Two Books That Kept My Bible on the Shelf and Out of the Trash


As I began my deconstruction journey, I started asking a lot of questions. I had so many that I organized them with a Trello board. As I studied the board, one of the questions leaped from the screen:

Is the Bible inerrant and infallible?

Preachers and teachers had answered “YES!!!” my entire life. But for a brief summer encounter with wonderful people who practiced what the same preachers and teachers called “demonic religions,” it was difficult to hear anything else. At least this was my experience growing up in the buckle of the Bible Belt.

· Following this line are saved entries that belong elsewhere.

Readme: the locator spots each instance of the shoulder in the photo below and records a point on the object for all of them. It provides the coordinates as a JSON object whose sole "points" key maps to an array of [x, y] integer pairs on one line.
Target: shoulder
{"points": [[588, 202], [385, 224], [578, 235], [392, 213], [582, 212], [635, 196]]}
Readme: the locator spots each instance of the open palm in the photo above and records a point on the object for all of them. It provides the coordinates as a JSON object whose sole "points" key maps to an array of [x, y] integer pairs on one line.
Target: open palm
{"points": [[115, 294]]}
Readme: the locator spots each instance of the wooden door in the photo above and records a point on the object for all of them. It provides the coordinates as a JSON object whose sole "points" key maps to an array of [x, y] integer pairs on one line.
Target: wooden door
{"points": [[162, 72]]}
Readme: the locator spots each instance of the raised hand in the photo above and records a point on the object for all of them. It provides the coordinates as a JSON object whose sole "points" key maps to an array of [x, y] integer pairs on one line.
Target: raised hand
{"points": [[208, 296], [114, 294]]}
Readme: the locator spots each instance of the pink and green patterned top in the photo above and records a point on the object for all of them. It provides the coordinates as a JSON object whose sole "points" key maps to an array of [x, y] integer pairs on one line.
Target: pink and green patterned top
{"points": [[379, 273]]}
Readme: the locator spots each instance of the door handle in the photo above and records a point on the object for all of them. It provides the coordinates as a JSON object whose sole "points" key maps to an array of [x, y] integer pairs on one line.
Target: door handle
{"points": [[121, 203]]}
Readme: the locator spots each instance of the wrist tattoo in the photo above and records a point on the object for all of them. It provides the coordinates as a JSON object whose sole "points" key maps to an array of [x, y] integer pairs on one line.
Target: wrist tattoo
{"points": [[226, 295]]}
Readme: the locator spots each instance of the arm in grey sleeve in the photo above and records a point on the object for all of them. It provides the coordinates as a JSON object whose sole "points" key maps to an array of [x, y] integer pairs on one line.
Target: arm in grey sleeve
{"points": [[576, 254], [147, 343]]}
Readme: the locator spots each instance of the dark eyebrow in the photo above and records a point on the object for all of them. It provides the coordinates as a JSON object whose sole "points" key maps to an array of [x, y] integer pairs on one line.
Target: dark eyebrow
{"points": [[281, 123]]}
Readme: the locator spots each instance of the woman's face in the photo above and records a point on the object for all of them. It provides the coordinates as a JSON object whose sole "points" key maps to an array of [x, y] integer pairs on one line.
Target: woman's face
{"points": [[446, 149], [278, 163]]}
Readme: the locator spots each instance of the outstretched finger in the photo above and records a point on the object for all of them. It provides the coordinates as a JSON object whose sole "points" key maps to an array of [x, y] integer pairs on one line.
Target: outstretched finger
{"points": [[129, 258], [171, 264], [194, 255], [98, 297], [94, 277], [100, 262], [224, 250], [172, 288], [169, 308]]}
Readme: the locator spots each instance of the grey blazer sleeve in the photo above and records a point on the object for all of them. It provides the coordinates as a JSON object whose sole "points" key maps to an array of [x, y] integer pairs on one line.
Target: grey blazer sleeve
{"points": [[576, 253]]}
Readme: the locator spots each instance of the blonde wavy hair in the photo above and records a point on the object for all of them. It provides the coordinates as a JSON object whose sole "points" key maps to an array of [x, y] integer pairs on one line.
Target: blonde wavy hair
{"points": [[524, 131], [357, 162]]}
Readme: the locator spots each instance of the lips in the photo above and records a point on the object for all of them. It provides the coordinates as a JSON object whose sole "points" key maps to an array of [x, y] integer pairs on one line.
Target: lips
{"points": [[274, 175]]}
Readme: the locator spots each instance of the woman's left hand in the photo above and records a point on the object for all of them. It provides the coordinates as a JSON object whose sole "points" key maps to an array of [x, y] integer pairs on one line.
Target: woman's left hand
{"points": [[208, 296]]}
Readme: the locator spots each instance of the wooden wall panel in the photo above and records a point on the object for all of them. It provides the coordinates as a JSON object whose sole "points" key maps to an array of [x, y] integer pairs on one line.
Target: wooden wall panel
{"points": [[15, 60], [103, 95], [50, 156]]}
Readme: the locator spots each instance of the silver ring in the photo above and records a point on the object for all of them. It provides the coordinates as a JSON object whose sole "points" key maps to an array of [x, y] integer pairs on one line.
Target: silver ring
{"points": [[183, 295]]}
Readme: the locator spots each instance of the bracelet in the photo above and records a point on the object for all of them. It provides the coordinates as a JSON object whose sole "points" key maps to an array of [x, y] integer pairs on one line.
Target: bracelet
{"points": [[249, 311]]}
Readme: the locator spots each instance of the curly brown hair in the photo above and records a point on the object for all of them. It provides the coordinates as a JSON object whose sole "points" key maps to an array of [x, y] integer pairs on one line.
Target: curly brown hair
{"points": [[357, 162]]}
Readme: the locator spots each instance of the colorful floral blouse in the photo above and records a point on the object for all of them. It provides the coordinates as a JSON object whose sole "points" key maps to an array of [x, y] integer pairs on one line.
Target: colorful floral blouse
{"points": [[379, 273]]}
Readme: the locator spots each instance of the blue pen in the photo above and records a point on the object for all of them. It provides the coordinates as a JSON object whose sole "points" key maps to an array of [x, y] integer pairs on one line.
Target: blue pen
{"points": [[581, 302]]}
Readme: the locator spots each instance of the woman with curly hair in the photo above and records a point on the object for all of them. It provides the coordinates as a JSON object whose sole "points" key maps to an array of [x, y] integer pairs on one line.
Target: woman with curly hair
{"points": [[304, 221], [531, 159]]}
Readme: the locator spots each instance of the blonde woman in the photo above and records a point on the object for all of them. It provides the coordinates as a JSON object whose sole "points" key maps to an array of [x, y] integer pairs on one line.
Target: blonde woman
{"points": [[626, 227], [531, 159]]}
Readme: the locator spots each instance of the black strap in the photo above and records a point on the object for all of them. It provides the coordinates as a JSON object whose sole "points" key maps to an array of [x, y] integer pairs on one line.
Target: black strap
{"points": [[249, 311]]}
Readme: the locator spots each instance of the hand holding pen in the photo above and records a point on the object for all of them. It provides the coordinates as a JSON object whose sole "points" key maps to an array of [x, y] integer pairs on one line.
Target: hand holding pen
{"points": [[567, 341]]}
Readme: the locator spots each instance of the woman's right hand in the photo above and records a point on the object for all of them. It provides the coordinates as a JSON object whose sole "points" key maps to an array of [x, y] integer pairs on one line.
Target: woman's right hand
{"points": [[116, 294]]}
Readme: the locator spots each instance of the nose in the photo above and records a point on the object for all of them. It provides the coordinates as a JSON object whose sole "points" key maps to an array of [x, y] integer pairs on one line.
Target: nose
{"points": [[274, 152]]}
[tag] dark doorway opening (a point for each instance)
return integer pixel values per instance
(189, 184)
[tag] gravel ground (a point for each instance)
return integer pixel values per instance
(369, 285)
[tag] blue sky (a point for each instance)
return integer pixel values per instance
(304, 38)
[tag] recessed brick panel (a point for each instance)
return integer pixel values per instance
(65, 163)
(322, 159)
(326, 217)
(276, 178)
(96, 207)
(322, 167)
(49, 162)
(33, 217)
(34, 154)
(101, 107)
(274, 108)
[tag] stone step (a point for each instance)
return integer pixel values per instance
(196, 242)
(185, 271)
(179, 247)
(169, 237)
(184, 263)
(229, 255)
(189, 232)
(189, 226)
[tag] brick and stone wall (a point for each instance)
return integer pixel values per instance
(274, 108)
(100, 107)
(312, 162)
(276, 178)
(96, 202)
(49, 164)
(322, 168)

The more I reflected on my spiritual journey, the more I realized that my entire worldview was a house of cards built on the foundation of biblical inerrancy and infallibility.

Definitively answering this question would be the beginning and the end of my deconstruction journey.

Fortunately, about that time, an acquaintance recommended two books that for me became like maps to buried treasure:

The Bible Tells Me So by Pete Enns

Pete dismantles the idea that the Bible is something that we need to defend, directly contradicting the endlessly repeating exhortation of my now estranged conservative Christian friends. As the late Rachel Held Evans so beautifully wrote, “Enns…teaches us to love it for what it is, not for what we try to make it.”

What is the Bible by Rob Bell

I was excited to read Rob Bell for the first time. Why? Because those same pastors and friends had continually warned me to stay away from Rob’s “heretical teachings.” What I learned from this book is that the Bible is not an instruction manual from God. Rather, it is a distinctly human book - a story of a people and their unfolding understanding of themselves and who they believed God to be.

Neither of these books directly confront my question. Not really. But they did help me decide to keep my Bible on the shelf and out of the trash.


Because they taught me the Bible isn’t a plan for your life, a love letter, or any other tired cliche. Rather, it is a story like any other human story, one that invites us to ask it questions, reflect on its answers, and use what we learn to become better versions of ourselves.